Building Technology: ‘Steel as required’
It was during the 1940s and ’50s that the general mode of teaching building technology that would be prevalent in North American architecture schools for the next four decades was firmly established. The division of instruction in building technology into discrete courses such as structures, construction, and environmental systems arose in response to a variety of factors. Refined mathematical theories had been developed for structural analysis, new kinds of environmental devices like air-conditioning were suddenly ubiquitous, and the means and methods of construction had been further transformed by new materials, processes, and business arrangements. As the transition from a form of architectural training based on office apprenticeship to one institutionalized in a formal educational setting was completed, new kinds of learning that fit into semesters and course units had to be developed, even as the profession held onto its previous requirements for practical internships and the ACSA debated the role of professional work in education. The transition was in no way smooth. By the 1960s, in the view of Reyner Banham—an architectural historian trained as a mechanical engineer—architects remained stubbornly focused on structural, space-enclosing elements of buildings like walls, roofs, and windows, even as those very elements were being radically transformed, virtually beneath their pencils.

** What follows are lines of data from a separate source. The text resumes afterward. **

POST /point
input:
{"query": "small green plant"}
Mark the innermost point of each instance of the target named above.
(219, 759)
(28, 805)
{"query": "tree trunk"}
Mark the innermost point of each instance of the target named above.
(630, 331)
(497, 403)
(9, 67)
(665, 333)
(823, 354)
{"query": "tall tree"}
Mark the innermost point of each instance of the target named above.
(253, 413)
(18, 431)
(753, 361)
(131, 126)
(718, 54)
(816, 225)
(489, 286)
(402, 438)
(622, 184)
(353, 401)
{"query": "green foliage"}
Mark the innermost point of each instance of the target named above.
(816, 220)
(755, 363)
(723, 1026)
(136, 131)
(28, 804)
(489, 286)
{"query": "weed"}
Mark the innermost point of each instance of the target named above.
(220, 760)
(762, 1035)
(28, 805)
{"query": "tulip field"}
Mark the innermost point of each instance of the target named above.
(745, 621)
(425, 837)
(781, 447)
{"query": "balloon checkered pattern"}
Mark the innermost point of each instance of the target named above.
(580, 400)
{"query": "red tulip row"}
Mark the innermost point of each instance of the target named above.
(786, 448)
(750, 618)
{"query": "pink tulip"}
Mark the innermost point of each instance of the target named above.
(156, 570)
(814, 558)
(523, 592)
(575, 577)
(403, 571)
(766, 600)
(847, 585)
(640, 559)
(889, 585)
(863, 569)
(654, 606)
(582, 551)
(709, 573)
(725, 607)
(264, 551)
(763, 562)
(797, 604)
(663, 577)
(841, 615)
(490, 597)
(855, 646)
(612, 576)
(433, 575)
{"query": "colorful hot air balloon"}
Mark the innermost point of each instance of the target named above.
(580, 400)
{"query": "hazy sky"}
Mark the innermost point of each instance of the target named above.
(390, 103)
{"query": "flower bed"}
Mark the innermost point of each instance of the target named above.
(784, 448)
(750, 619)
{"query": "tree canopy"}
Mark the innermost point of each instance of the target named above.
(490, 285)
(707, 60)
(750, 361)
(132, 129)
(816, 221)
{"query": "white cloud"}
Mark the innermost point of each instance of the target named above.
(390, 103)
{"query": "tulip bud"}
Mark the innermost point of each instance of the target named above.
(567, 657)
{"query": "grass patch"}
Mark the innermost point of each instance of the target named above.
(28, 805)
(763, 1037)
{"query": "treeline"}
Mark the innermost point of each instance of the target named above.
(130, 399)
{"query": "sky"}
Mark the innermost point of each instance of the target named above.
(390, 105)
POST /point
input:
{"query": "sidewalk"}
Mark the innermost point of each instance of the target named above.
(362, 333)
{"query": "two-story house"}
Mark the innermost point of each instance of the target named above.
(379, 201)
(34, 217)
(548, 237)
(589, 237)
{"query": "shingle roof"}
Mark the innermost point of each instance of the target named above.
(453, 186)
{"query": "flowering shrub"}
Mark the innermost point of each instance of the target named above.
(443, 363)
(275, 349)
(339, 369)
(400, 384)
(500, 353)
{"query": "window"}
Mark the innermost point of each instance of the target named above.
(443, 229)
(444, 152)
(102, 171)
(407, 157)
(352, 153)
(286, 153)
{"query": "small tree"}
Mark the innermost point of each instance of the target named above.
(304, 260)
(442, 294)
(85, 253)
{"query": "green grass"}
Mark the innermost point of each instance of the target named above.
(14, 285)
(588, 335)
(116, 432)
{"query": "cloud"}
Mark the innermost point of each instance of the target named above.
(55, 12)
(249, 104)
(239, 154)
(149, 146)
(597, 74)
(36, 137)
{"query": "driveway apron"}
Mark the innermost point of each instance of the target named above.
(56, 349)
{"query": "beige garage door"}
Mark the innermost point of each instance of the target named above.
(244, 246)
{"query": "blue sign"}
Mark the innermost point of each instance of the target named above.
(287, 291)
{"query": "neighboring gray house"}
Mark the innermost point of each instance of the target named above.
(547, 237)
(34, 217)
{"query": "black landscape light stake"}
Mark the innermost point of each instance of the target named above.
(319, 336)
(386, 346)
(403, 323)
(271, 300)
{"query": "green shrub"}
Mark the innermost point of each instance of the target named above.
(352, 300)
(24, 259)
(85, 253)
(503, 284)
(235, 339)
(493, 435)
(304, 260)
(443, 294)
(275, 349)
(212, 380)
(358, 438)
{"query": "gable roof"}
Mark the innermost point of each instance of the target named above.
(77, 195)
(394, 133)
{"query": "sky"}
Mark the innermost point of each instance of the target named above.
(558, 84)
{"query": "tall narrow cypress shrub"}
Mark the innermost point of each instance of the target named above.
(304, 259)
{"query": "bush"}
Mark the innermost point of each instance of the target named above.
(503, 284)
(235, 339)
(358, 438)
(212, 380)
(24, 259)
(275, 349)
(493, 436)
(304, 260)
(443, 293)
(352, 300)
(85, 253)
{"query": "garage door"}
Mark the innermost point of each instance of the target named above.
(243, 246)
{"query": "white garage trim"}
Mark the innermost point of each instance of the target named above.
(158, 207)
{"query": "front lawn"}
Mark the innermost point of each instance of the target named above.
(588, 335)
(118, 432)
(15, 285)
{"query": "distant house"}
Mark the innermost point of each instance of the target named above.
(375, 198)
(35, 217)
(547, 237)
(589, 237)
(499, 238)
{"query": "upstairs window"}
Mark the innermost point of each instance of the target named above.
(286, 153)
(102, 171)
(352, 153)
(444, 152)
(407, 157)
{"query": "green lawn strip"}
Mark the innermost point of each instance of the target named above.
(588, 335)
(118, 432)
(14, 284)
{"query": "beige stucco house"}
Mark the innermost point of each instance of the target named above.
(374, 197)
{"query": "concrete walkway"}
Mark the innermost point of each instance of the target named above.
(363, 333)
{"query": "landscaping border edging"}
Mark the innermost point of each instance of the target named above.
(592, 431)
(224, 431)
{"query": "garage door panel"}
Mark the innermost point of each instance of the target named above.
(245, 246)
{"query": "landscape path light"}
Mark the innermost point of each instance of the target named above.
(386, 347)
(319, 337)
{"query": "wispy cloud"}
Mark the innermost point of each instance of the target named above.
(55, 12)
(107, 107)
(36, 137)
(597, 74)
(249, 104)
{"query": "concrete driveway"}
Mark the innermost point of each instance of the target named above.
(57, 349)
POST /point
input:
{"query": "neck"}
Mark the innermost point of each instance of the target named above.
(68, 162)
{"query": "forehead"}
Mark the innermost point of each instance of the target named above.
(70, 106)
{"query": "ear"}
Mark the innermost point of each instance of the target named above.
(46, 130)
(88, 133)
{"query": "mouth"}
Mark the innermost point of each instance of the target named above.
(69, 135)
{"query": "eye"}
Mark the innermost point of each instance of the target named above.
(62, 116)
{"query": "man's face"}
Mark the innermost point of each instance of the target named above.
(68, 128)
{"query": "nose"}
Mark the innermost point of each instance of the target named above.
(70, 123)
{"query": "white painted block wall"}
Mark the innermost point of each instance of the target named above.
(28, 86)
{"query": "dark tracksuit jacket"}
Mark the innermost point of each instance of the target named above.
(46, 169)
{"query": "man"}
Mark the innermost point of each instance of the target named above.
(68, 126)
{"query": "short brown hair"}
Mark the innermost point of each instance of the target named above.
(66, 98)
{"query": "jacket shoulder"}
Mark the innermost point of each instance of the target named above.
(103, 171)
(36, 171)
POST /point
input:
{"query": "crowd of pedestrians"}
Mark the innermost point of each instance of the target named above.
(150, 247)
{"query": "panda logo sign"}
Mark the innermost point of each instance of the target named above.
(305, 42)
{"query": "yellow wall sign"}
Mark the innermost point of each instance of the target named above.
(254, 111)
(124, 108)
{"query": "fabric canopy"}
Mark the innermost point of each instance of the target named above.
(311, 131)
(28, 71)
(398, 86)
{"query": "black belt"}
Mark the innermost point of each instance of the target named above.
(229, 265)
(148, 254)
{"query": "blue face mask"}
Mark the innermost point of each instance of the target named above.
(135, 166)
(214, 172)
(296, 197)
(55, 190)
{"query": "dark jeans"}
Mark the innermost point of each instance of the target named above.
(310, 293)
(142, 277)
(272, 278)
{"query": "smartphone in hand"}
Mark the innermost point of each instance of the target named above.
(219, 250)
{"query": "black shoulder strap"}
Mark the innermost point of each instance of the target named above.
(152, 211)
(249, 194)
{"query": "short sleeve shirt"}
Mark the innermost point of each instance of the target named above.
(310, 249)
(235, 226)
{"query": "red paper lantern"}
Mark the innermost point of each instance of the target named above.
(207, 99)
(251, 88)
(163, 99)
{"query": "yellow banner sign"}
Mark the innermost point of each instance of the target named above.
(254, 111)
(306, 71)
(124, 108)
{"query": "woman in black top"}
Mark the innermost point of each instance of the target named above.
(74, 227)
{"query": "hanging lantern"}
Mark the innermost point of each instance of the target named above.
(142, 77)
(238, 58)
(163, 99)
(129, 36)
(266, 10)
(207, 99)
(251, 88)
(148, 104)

According to Banham, the opposite concerns of architects and engineers continued to echo the differing approaches of the École des Beaux-Arts and the École Polytechnique. But while Banham sought a belated reconciliation of these two approaches, technology itself was undergoing a further transformation. As the philosopher and critic Ivan Illich would argue, the concept of instrumentality and of increasingly powerful tools that had characterized machine-age technology came to an end sometime in the 1980s and was superseded by a new paradigm, that of the system. The latter was characterized by self-organization, feedback loops, and emergent behavior. The seeds of this transformation go back philosophically at least to the Scottish Enlightenment, but they began to permeate the sciences in the early twentieth century, and they were actively put to work during World War II in practical and theoretical projects. In the 1960s courses drawing on general systems theory and cybernetics began to appear in architecture schools, as they did in social science departments and schools of business. Christopher Alexander at Berkeley, Peter McCleary at the University of Pennsylvania, and Lionel March at Cambridge University delved into different aspects of this growing field. In 1967 Progressive Architecture published an article coining the term “performance design” in a report on the influence of systems analysis in the architecture schools, and cited 30 universities where it was being taught. Related courses on eco-systems and transportation networks were concurrently introduced into landscape and planning departments, transforming both disciplines. Building technology courses, however, remained stubbornly focused on their discrete technologies [until the mid-1990s] when the shift to systems thinking described by Illich was everywhere enabled by the expansion of affordable computational power.